Маленький худенький человечек с усиками щеточкой заявляет, не выходя из газика:
– Какой машин? У мэня самый лучший машин.
– Но надо же тебя вытащить!
– Я нэ пойду, холодно, я нэ одэт. Иды сам. Скажи, Гиви Касрадзе застрял, из управления, мэня все знают… Гиви Касрадзе.
– Не гуди, не гуди! Я сейчас там буду, все сделаю.
Иду к турбазе. На лужах – белая ледяная корочка, на траве изморозь. Поздний час, на турбазе все веселятся – туристы, местные. Первой встретилась девушка из столовой.
– Там на дороге Гиви Касрадзе застрял.
– Какой Гыви? Какой Касрадзе? Ничего нэ понымаю, что ты говорышь, – девушка испуганно прижала к себе бутылку водки и исчезла.
Следующий. Пьяный шофер.
– Там на дороге Гиви Касрадзе застрял.
– Нэ знаю я ныкакого Гыви Касрадзе. Ты выдышь, у мэня машин какой? Нэ говори, что она большой. Запорожец проходыт, а моя машин буксуэт. А грузовык тот – это не мой. И шофер его совсем пьяный. Да что ты пристал ко мне со своим Гыви Касрадзе? У мэня троса нэт. У грузовыка нэ буду брать, он нэ мой. Ну прыстал ты ко мнэ с тросом – подем в подвал. На тэбэ трос – тащи своего Гыви… Тащи, тащи. А я нэ пойду – сказал тэбэ. Гдэ начальство найти? Нэ знаю…
В столовой в полумраке льются рекой вино и застольные речи. Директор:
– Кто такой Касрадзе? Ну да – ночь, надо помочь человеку.
Подходит еще один шофер.
– Гиви? Касрадзе? На "козле"? Застрял? Конечно, знаю. Я пойду ему морду набью. Он вчера Лаврэнтию подфарники помял. А-а-а – из управления! Тогда нэ пойду бить морду.
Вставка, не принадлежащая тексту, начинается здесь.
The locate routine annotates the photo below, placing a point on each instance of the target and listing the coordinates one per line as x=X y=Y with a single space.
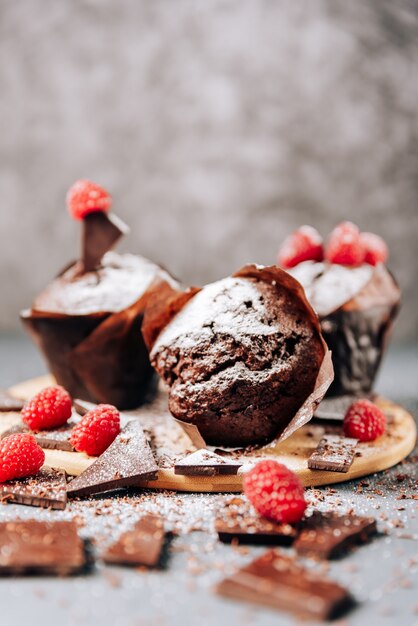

– "Козел", говорышь? – подключился к разговору директор. – Из управления, знаю, знаю. Надо помочь человэку. Обязатэльно поможем. Сейчас.
Садится за стол, слушает застольную речь.
– Ну вот, вы все полчаса уже говорите, и никто палец о палец…
– Я же сказал – обязатэльно помогу, подожды нэмного. Ты же выдэл – я сказал ему, шоферу… Он нэ слушается.
Снова обращаюсь к шоферу.
– Ну, я сказал – помогу, хочэшь вына? Дался тэбэ Касрадзе, он что тэбэ – родствэнник, сват, брат? Подожди, сейчас последний тост…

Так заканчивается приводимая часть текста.